Os três sócios também contam que aumentaram muito as despesas e os encargos com o Estado. E que antigamente as pessoas tinham mais palavra pois pagavam a tempo e horas.
“Temos que apostar é na área do têxtil lar para casa e para a hotelaria”, contam os sócios-gerentes, explicando que cada loja que fecha não é substituída por novos clientes. “Não são as pessoas novas que compram na loja da aldeia… Preferem os centros comerciais ou a internet”. E também já não há quem faça enxoval e como tal deixaram de se vender os milhares de metros de pano que era o produto-chave do início da empresa.
Apesar de tudo, o armazém mantém-se fiel aos seus fornecedores, a maioria nacional, e por causa das preocupações com a qualidade ainda há muita peça têxtil que vem das fábricas de Guimarães, Braga, Trofa, Vila das Aves e Porto.

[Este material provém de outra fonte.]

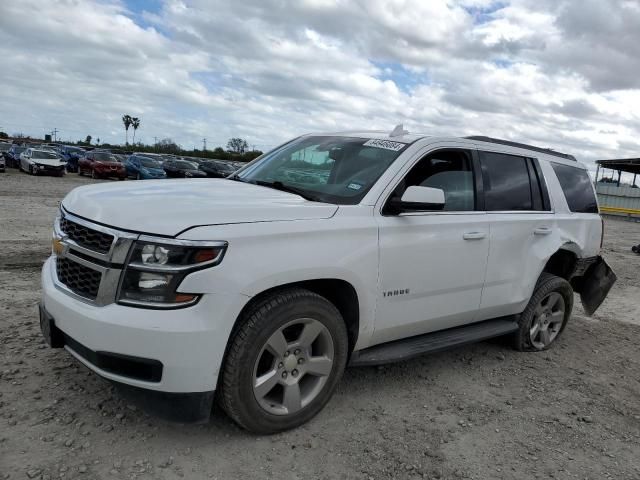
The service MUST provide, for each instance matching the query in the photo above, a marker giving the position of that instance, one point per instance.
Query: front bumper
(189, 343)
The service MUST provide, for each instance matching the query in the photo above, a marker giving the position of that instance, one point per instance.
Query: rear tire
(546, 315)
(283, 362)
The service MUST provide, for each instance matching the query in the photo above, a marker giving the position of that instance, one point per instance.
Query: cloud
(561, 74)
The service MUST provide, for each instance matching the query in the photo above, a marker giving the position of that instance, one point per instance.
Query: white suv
(345, 248)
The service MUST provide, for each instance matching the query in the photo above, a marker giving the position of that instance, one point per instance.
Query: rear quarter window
(577, 188)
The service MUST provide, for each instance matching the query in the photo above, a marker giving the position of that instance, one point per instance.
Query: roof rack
(547, 151)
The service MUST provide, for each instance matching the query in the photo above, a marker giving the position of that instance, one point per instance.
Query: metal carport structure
(614, 197)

Entre os actuais clientes da empresa Duarte & Xavier estão, por exemplo, as lojas de Óbidos e apesar de muitos estabelecimentos, sobretudo nas aldeias terem fechado portas, esta empresa caldense mantêm mil clientes por toda a região.
Cronologia
1918 – Criação da empresa na Rua Capitão Filipe de Sousa nº 18 por José Caldeira, Augusto Dias, José Duarte, José Xavier e João Dias. Designava-se José Caldeira & Companhia
1934- A firma passa a chamar-se Duarte & Xavier, Lda. e tem como sócios José Simões Duarte, José da Costa Xavier e José Rosário Duarte
1969 – Regresso de Joaquim Gomes que com Maria Rita Almeida abrem “nova fase” da casa
1975 – Sucessão na gerência – Joaquim Gomes e Maria Rita Almeida são novos e únicos sócios-gerentes
1985 – Mudança da empresa para a Rua Coronel Soeiro de Brito, 18
2007 – Sucessão na gerência – novos sócios-gerentes: José Sábio, João Silva e Pedro Narciso que possuem 45% da empresa. Maria Rita Almeida e Joaquim Gomes detêm os restantes 55%.